Double trouble: Volunteers clear Pratt Dam

Double trouble: Volunteers clear Pratt Dam

Dan Marsland, with a chainsaw, backs away quickly as the branch he just cut splashes into the Blackstone River as he partakes in the cleanup of Pratt Dam last Saturday, July 6. (Breeze photos by Robert Emerson)

CUMBERLAND – Last year’s heavy rains caused such high waters along the Blackstone River that volunteers were unable to get in the water at the Pratt Dam to remove the accumulated debris.

That delay meant another year of dead trees and other debris would accumulate at the dam, which carries the Blackstone River Bikeway across the river behind Stop & Shop on Mendon Road in Cumberland.

River advocates, who have been doing this labor of love for the past 18 years, staged an elaborate removal operation last Saturday, July 6, complete with safety ropes, chainsaws and a boat. Cyclists on the bike path stopped to take pictures of this impressive operation, a few dropping dollars into a collection bucket to help fund the ongoing efforts of the Blackstone River Watershed Council/Friends of the Blackstone.

Suzanne Matta, secretary of the BRWC/FOB, told The Breeze that Hope Global, a company further up the river where flooding has been a recurring issue, contributed money to the cleaning of the dam.

“This will prevent upstream flooding of homes and businesses,” she said.

Two years of debris buildup meant a much more formidable job than ever before, said John Marsland, founder and president of the group and one of the “Valley Boys” who have cared for the Blackstone River like it’s their own backyard.

A project such as this takes immense resources, Matta said, including worker time, safety equipment, and chainsaws. In just a few minutes, three chainsaws had already broken down last Saturday.

Frank Matta, Suzanne’s husband and past president of the organization, was in the water last Saturday as logs were chopped up and thrown through the Pratt Dam, also known locally as “The Tubes.” The entire Blackstone River is forced through these five tubes, and the Friends of the Blackstone has been clearing these tubes once each year for nearly two decades.

Though less flooding is one benefit of the work, the initiative is mainly designed to promote river safety, said Matta. After two fatalities at this location involving novice paddlers in the past few years, the group installed buoys upstream and members maintain that added safety feature.

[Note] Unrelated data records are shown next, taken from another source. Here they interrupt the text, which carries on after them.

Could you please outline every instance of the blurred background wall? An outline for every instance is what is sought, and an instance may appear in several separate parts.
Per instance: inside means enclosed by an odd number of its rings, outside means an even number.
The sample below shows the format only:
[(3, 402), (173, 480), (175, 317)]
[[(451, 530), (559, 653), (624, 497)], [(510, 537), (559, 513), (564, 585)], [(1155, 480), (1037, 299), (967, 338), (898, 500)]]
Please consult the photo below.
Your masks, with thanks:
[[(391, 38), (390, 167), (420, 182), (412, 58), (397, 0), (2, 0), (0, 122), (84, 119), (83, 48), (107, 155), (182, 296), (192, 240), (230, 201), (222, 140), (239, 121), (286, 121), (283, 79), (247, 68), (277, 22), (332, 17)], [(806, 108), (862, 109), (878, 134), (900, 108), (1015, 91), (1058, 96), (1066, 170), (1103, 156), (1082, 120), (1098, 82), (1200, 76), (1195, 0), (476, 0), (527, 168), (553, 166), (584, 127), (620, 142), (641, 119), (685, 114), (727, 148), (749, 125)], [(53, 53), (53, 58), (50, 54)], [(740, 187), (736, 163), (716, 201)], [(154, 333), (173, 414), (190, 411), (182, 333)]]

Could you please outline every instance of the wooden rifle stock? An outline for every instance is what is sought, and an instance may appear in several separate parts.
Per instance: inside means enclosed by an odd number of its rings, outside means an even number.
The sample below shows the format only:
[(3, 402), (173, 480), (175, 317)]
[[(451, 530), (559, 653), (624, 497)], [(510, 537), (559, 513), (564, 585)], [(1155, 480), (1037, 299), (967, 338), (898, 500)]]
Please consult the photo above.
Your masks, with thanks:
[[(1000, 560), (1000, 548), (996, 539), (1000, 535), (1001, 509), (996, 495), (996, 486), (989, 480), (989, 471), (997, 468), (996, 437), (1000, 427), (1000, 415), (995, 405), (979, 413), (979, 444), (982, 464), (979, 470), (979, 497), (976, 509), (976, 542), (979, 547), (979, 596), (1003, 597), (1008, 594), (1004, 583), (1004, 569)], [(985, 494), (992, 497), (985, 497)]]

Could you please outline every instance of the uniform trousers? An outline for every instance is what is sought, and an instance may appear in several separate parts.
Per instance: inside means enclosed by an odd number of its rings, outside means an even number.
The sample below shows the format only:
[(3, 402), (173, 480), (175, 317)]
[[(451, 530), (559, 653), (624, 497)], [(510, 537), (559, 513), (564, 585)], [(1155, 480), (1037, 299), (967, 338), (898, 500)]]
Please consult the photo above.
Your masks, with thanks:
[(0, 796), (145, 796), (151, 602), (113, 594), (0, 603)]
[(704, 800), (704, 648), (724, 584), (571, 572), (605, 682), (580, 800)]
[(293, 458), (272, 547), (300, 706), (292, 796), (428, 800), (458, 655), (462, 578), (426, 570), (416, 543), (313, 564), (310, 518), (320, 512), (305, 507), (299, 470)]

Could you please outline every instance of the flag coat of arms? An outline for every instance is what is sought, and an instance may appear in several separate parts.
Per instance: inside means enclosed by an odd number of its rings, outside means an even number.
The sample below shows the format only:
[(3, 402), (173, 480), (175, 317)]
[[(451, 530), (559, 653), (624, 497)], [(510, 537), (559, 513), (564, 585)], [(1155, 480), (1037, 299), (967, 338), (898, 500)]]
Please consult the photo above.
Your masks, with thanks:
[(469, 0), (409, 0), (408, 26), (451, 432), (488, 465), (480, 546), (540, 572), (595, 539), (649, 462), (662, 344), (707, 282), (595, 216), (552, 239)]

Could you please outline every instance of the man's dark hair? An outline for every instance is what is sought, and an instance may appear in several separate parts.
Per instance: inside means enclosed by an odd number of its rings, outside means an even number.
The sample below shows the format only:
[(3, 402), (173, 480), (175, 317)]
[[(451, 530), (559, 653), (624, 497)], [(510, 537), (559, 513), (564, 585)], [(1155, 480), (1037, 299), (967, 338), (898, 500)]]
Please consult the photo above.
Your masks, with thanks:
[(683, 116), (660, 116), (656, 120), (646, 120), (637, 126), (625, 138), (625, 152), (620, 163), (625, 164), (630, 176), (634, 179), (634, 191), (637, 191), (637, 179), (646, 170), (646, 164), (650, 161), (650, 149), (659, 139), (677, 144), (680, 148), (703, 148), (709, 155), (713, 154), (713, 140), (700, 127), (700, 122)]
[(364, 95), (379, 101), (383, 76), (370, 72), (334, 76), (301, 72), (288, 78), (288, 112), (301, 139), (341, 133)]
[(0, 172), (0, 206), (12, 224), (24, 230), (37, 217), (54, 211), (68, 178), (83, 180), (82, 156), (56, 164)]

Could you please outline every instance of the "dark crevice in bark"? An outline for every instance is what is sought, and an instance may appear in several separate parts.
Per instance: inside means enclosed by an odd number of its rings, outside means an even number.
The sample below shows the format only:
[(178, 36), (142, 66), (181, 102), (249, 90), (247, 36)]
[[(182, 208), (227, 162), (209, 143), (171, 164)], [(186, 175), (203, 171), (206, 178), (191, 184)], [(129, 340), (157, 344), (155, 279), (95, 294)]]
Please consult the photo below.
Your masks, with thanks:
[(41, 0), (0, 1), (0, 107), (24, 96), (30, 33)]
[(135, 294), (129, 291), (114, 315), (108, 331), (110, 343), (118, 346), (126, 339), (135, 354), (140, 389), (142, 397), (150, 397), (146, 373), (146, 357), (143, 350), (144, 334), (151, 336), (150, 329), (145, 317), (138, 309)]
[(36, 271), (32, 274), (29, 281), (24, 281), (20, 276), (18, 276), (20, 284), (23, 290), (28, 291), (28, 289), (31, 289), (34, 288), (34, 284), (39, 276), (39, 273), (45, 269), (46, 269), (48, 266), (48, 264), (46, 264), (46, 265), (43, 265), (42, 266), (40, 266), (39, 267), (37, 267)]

To guard against a potential tragedy during last Saturday’s cleanout, those working the chainsaws had someone behind them holding onto their safety belt just in case. Pieces of the blockage were pulled out carefully, each wood chunk removed from the edges of the pile as water began flowing again at each of the tubes.

Judy Hadley, a director with the BRWC/FOB and photographer at group events, said there is no entity or organization anywhere that commits the kind of volunteer resources this group does to maintaining public resources such as the river.

“Nobody would do this, nobody in their right mind,” she said. “These guys are amazing. The guts and nerve it must take to do that is beyond me.”

It took 10 to 12 men in the water nearly four hours to clear a wall of debris reaching 20 feet high, she said.

Visit www.blackstoneriver.org for more on the BRWC/FOB and its work.

Volunteers begin the process of clearing debris from the Pratt Dam along the Blackstone River last Saturday morning, July 6. Two year’s worth of upstream debris, piled 10 feet high in spots, threatened to block the Pratt Dam along the Blackstone River in Cumberland until a squad of volunteers cut, pushed, pulled and dragged the obstructions away from the dam tubes.
An after photo of what the Pratt Dam looks like now after volunteers cleaned it.
Ray Pado throws a smaller log into the Blackstone River during the cleanup.